In 2010, when Nathan Lane starred in the Broadway musical The Addams Family, the New York Times called him the “greatest entertainer” of the decade. From his first Tony Award nomination for Guys & Dolls to Tony-winning roles in A Funny Thing Happened on the Way to the Forum and The Producers, it wasn’t hard to discern why. For Lane, “it was very flattering, but it got stuck in my head and it bothered me.” He wanted to prove he could be more.

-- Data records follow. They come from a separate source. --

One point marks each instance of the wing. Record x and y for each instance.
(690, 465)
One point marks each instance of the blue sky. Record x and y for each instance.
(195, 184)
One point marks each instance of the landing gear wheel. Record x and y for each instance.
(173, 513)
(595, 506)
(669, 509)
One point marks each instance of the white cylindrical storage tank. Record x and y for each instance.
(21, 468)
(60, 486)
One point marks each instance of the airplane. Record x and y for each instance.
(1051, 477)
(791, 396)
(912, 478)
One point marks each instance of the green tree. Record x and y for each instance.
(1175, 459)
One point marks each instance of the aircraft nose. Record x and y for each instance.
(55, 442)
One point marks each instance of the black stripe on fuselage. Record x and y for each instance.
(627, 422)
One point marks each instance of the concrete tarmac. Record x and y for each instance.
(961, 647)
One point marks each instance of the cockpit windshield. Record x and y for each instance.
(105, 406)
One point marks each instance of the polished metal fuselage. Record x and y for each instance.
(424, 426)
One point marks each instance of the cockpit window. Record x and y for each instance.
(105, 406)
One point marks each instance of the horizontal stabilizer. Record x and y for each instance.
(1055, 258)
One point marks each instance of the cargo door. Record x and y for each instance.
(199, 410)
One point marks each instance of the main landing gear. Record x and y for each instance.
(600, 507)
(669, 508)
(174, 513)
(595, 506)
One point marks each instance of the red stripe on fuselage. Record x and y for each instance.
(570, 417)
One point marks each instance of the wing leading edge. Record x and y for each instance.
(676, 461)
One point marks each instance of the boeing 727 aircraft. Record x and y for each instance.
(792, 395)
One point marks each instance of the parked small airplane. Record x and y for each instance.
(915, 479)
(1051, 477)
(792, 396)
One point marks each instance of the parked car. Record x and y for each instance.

After conscious micro-shifts with television roles and mammoth theatrical undertakings like The Iceman Cometh and his Tony-winning turn in last season’s Angels in America, Lane’s established comedic prowess and fresh gravitas converge in his latest Broadway role: the titular character in Taylor Mac’s black comedy Gary: A Sequel to Titus Andronicus, now playing at the Booth Theatre.
Directed by Tony winner George C. Wolfe, Gary picks up in ancient Rome after the gruesome ending of Shakespeare’s Titus Andronicus, when the bodies of the Roman general and the casualties of his revenge have piled up and someone has to clean up their mess. Enter Gary.
The Bard mentioned the character in an aside as a “clown” in one Titus scene. “Taylor decided that it was [Gary’s] profession,” Lane explains. “He’s a street clown who comes from a long line of terrible street clowns who are unsuccessful, and he doesn’t really like doing it.”
He enters in full clown regalia, having negotiated his way out of being hanged (as was his sentence in Titus) in exchange for the janitorial position. When he arrives at the banquet hall—the new storage room for the bodies—he encounters Janice, played by Tony nominee Kristine Nielsen, and later, Carol, played by Tony winner Julie White.
“They’re not even onstage characters [in Titus],” says Lane, chuckling, “and [Taylor] made them the stars of this so-called sequel and named them Gary, Janice, and Carol, which makes me laugh.” Mac’s “intelligence and wit” and command of language won over Lane.
“I think we were all drawn in by Taylor’s talent,” says Lane. “I just thought, ‘This is a fresh, bold, and original voice that should be heard.’ Sort of like what Bert Lahr said when he read Waiting for Godot, ‘I don’t know if I understand it all, but I have the nagging suspicion this might be important.’”
Written in a mix of rhymed verse, blank verse, and prose—and performed in East End Cockney accents—Lane relishes the challenge and the fun, but he recognizes audiences don’t know what to expect (“I think there’s also a bit of an expectation that we’re doing A Funny Thing Happened on the Way to Titus Andronicus, and it’s not that,” says Lane) but “I love the fact that I don’t know how people will respond.
“It’s much quirkier and darker. We’re doing a downtown show uptown,” says Lane. “That’s either going to be refreshing to people or bewildering.
“It’s always a gamble on Broadway no matter what. But I think it’s worth it.”